Originally part of the 1944 Public Health Service Act, Title 42 allows two federal agencies — Border Patrol and U.S. Customs and Border Protection — to prohibit the entry of people who may pose a health risk.
As COVID-19 cases rose in March 2020, the U.S. Centers for Disease Control and Prevention issued a public health order allowing for rapid expulsion of unauthorized border crossers and asylum seekers. The U.S. Supreme Court under President Donald Trump continued to keep the restrictions in place.
Since it went into place, Customs and Border Protection has turned away more than 3 million asylum seekers. In April 2022, the CDC announced it would terminate the public health order in spring 2023.
Biden sent an additional 1,500 troops to the border last week in preparation for the end of Title 42. Around 16,000 migrants are waiting in Tijuana for the border restrictions to be lifted, KPBS reported.

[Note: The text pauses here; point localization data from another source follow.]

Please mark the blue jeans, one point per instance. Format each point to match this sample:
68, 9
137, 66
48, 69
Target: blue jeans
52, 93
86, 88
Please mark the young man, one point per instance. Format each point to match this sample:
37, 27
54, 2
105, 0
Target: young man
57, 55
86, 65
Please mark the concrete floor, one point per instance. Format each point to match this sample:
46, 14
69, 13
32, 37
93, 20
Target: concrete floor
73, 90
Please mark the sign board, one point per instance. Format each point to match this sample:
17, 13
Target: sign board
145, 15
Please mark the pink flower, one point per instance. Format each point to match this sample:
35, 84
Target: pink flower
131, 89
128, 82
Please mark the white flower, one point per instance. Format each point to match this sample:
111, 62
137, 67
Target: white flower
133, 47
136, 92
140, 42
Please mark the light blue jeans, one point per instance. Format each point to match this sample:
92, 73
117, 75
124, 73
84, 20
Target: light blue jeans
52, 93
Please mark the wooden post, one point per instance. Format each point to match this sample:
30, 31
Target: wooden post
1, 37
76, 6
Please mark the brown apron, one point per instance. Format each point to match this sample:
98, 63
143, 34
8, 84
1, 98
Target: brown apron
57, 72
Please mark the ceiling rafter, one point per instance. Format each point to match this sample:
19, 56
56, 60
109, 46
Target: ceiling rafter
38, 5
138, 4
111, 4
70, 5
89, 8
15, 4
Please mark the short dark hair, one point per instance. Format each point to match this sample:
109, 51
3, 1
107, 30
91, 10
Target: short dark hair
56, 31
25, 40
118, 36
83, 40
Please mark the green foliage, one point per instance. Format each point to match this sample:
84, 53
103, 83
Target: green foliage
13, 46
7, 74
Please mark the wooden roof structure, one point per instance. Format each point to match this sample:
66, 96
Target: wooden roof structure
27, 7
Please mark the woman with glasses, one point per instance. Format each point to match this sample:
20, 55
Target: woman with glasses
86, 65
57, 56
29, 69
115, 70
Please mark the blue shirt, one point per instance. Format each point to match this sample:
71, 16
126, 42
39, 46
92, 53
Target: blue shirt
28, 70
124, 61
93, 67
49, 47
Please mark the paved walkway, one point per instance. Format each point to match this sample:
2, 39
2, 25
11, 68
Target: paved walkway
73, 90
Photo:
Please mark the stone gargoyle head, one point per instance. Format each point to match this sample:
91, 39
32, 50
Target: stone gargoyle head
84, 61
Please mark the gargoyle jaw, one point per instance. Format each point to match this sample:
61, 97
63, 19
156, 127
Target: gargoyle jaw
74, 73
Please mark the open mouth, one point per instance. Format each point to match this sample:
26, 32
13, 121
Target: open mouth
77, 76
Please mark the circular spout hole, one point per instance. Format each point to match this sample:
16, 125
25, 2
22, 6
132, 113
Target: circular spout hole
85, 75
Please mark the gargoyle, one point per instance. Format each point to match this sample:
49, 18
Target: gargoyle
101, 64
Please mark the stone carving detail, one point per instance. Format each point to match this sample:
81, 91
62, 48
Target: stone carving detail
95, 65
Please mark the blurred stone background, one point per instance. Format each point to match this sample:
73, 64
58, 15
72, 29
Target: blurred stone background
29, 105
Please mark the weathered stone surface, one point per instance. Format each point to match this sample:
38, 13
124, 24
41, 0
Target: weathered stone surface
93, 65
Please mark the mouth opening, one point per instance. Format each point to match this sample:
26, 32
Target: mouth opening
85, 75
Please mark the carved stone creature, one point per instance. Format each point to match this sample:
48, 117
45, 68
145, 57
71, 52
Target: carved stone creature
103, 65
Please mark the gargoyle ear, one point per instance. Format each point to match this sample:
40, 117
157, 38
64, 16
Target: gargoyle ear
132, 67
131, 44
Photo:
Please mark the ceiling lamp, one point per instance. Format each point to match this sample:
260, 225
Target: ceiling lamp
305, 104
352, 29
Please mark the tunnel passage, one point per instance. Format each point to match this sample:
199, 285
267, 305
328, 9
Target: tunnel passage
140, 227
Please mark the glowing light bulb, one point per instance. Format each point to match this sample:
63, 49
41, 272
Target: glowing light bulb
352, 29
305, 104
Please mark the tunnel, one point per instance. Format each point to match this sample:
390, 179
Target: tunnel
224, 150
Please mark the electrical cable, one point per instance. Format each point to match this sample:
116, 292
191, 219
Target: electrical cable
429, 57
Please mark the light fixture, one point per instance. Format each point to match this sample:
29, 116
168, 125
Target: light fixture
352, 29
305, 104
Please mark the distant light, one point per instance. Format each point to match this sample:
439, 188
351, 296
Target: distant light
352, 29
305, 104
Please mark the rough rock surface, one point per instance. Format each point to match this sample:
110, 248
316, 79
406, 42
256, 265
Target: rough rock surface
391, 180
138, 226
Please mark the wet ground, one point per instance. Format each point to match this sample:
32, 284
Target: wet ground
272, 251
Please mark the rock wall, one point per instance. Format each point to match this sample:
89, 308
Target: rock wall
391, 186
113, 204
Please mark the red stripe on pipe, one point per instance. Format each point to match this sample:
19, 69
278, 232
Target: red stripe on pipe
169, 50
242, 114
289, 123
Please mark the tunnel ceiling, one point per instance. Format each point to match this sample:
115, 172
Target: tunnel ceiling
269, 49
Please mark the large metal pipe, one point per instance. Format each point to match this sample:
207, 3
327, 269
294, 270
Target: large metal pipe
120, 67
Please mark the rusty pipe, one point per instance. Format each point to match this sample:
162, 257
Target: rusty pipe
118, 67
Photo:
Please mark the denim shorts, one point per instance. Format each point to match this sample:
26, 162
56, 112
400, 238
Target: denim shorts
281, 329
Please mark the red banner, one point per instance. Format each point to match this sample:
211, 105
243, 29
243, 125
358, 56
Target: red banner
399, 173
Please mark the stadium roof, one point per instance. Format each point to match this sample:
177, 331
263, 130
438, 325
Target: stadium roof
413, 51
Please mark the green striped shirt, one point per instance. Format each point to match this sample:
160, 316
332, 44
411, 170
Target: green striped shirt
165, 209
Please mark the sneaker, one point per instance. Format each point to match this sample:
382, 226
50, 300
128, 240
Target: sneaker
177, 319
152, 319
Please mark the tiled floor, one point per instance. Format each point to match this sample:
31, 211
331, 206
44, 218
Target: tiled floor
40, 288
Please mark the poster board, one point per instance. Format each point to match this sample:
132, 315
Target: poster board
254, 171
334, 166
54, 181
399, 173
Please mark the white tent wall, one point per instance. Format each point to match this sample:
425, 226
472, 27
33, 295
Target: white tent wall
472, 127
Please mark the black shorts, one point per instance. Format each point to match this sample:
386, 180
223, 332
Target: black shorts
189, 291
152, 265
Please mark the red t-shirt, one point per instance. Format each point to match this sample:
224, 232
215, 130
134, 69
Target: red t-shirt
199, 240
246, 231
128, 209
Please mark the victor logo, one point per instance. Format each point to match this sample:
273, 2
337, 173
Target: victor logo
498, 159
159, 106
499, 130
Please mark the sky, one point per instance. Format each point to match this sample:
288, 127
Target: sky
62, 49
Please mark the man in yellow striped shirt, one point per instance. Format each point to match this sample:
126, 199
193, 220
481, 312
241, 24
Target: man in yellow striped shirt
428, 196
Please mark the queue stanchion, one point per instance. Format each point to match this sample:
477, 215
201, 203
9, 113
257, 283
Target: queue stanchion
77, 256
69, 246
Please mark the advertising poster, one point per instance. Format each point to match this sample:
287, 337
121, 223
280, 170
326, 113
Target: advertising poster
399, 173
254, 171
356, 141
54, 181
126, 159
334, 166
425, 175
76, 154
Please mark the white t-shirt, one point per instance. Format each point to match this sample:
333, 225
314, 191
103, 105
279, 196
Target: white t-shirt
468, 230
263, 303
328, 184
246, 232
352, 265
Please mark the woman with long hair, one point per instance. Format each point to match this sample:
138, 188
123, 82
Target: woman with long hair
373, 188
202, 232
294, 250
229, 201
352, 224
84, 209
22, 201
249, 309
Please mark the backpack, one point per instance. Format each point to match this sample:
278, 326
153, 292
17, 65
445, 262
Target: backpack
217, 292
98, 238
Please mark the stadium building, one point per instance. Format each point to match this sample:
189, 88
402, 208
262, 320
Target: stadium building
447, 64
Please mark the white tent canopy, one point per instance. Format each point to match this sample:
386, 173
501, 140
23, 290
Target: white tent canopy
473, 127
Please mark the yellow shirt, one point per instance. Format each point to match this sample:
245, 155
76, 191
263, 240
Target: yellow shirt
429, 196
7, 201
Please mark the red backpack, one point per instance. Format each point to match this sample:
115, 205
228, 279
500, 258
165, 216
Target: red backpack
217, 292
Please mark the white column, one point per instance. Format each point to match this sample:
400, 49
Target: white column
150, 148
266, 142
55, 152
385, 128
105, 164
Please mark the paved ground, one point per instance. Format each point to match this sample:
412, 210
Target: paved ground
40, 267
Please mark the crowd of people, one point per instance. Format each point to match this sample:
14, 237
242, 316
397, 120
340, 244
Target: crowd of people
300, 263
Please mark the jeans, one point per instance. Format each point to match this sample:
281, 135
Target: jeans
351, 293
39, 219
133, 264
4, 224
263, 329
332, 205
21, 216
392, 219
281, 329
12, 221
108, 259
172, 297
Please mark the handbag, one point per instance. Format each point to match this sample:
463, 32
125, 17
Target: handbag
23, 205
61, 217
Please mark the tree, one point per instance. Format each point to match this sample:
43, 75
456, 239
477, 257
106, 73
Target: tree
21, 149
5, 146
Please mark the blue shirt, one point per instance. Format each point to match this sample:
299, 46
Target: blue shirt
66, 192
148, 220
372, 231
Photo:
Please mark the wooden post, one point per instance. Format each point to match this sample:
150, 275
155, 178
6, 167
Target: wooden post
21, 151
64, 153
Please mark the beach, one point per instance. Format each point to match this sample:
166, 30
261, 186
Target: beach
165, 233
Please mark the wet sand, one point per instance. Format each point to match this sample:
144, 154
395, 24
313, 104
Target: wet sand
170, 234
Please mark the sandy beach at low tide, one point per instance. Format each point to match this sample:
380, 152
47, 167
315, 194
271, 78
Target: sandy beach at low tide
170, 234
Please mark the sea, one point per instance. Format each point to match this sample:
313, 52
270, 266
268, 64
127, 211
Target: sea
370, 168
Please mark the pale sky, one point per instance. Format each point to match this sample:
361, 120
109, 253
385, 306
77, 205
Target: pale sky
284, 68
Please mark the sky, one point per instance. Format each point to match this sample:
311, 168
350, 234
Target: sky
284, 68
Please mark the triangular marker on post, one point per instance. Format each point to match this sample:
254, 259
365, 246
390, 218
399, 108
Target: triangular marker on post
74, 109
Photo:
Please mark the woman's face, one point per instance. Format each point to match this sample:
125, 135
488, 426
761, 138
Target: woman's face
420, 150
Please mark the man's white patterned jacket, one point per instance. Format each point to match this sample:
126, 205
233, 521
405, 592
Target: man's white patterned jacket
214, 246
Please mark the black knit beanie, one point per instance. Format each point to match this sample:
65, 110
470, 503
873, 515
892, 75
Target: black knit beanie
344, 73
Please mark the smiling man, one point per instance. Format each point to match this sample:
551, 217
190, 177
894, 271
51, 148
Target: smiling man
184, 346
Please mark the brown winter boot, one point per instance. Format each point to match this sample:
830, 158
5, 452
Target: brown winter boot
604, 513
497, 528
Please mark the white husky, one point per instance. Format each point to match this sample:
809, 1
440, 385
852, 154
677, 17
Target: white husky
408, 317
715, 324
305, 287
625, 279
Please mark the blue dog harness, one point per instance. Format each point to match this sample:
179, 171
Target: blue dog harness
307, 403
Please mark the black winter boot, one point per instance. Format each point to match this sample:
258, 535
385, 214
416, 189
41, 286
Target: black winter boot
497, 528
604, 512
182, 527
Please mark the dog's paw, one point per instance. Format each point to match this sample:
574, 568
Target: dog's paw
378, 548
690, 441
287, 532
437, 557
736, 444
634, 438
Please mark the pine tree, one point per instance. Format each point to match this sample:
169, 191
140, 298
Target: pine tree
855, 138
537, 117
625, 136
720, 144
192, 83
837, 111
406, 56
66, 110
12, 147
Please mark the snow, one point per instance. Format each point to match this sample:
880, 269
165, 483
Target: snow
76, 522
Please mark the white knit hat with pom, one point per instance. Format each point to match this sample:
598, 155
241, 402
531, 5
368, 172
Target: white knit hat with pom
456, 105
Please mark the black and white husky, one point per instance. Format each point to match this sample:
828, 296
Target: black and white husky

Other local leaders are concerned about the impact of the thousands of refugees and asylum seekers likely to cross the border into the United States in the coming days and weeks.
"Unfortunately, the administration has yet to release this critical funding to the local governments, nonprofits and faith-based organizations that desperately need these funds to assist asylum seekers," wrote County Supervisor Joel Anderson in a letter to Biden last week.
El Cajon Mayor Bill Wells sent a letter on Wednesday to the White House asking for federal assistance and intervention to help handle the influx.
"I am told that about 1,000 people per day may enter San Diego County, with about 25% of them being dropped off at a light rail station in El Cajon," Wells wrote. "After speaking with Customs and Border Protection staff, my staff said that our small city would have between 300 and 500 asylum seekers left in El Cajon to fend for themselves.
"I expect to see these people with no credit cards or bank accounts and limited cash, which puts them in a precarious position regarding securing safe temporary housing," Wells wrote. "I expect these people may need psychological and/or medical intervention and will likely be exhausted, hungry, and disoriented."
Wells said he was sympathetic to those asylum seekers, but with the city dealing with its own homelessness crisis, those coming in would be left without resources.
"I am concerned that without Federal intervention, our current crisis, which takes our resources to an extreme level, will precipitate a full crisis," he wrote. "El Cajon is not equipped to be a refugee center."
In February, the county Board of Supervisors called on the chief administrative officer Helen Robbins-Meyer to develop a plan and identify possible actions to "ensure asylum seekers entering the U.S. will not add to the region's current homeless crisis."
"Now, more than ever, we should lead the way in building a just and humane immigration system that rises to meet the challenges of the current situation around the world," Chairwoman Vargas said in a statement after the February vote.
Lilian Serrano, the director of the Southern Border Communities Coalition, said it was time for a national reset on border and immigration policies.
"The United States can be a beacon for human rights, but our current treatment of migrants at the border falls short of our international commitments," she said. "Those seeking safety at our border should be treated at all times with humanity. Every policy, every practice, every proposal must start with dignity.
"SBCC stands ready to partner with government officials and elected leaders who commit to start with dignity to develop border policies that are humane, just and fair," Serrano said.